# Termite or safe?



## DangerMouse (Jul 17, 2008)

This may help: http://www.diychatroom.com/f98/how-resize-photos-post-them-here-110722/
Your linked photos are huge and my slow connection won't let them load.

DM


----------



## VividBlank (Aug 7, 2011)

I'm sorry about that! I've resized and put them as images rather thank links.

If I need any further editing of the pictures please don't hesitate to slap my hand again. xD'


----------



## chrisn (Dec 23, 2007)

I am no expert, but that does not look like a termite yo me.


----------



## oh'mike (Sep 18, 2009)

That's not a termite----Don't know the name but that's a common thing to find in the woods.

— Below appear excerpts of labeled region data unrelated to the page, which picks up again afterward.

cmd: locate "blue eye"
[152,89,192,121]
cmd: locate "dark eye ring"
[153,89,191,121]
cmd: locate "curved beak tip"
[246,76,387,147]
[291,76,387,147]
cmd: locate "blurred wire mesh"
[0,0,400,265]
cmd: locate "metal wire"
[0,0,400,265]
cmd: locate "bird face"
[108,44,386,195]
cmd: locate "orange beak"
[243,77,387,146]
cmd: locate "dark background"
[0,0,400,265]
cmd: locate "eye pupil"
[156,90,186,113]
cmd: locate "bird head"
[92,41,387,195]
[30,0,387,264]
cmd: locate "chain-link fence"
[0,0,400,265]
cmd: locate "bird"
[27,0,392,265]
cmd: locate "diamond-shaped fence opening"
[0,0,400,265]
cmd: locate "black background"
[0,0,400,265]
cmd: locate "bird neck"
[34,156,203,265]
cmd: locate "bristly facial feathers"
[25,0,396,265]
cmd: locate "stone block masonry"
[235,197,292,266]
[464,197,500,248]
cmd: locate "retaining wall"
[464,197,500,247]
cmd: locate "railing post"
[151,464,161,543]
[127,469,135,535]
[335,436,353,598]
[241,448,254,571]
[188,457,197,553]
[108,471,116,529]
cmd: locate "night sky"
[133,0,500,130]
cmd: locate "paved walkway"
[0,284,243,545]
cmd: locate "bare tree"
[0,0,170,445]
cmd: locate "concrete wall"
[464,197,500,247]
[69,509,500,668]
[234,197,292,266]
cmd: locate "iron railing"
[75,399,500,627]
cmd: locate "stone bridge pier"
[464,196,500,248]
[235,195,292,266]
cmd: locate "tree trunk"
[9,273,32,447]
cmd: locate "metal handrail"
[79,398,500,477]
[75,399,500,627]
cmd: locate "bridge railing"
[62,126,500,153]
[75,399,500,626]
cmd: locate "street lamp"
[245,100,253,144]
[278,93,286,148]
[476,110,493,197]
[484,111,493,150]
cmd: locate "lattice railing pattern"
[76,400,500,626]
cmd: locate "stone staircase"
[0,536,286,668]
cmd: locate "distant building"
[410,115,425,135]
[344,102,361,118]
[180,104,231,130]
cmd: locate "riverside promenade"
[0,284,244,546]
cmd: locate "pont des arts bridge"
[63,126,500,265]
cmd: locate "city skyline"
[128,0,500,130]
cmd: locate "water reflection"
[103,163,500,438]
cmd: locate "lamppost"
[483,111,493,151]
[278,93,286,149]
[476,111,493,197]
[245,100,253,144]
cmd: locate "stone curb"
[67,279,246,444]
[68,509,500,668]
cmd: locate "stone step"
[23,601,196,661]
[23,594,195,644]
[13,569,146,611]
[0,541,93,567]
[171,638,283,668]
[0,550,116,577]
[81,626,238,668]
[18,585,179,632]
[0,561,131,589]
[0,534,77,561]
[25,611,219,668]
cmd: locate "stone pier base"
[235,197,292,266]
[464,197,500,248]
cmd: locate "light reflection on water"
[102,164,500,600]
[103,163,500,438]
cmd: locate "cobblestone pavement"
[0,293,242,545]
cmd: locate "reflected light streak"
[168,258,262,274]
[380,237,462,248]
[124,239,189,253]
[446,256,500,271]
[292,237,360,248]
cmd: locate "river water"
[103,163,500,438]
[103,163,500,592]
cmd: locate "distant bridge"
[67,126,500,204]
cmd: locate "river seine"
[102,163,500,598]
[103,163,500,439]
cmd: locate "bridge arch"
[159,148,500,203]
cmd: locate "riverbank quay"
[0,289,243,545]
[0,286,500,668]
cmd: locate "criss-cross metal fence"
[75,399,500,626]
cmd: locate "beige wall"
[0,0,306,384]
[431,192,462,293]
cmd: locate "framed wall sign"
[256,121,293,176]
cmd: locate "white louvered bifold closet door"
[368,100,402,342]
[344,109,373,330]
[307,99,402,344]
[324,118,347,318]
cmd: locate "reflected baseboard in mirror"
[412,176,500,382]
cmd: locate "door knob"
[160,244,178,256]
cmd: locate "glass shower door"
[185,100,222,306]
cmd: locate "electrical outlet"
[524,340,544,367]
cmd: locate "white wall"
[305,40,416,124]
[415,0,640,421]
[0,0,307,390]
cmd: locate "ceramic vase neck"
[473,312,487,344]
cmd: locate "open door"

He's lost---send him on his way back outside.


----------



## PAbugman (Jun 29, 2010)

Don't know what it is, but everyone else is correct-it is not a termite. It's what we call an accidental invader.


----------



## More Power! (Aug 2, 2011)

I concur: Not a termite. Take him back outside where he belongs, and where he'll almost certainly be happier


----------



## VividBlank (Aug 7, 2011)

Ah, that's good to know. Quite a relief!

To update everyone on the little guy, shortly after his photo session I released him back into the night... so I suppose we're both quite happy now 

Thank you all for your help and guidance.


----------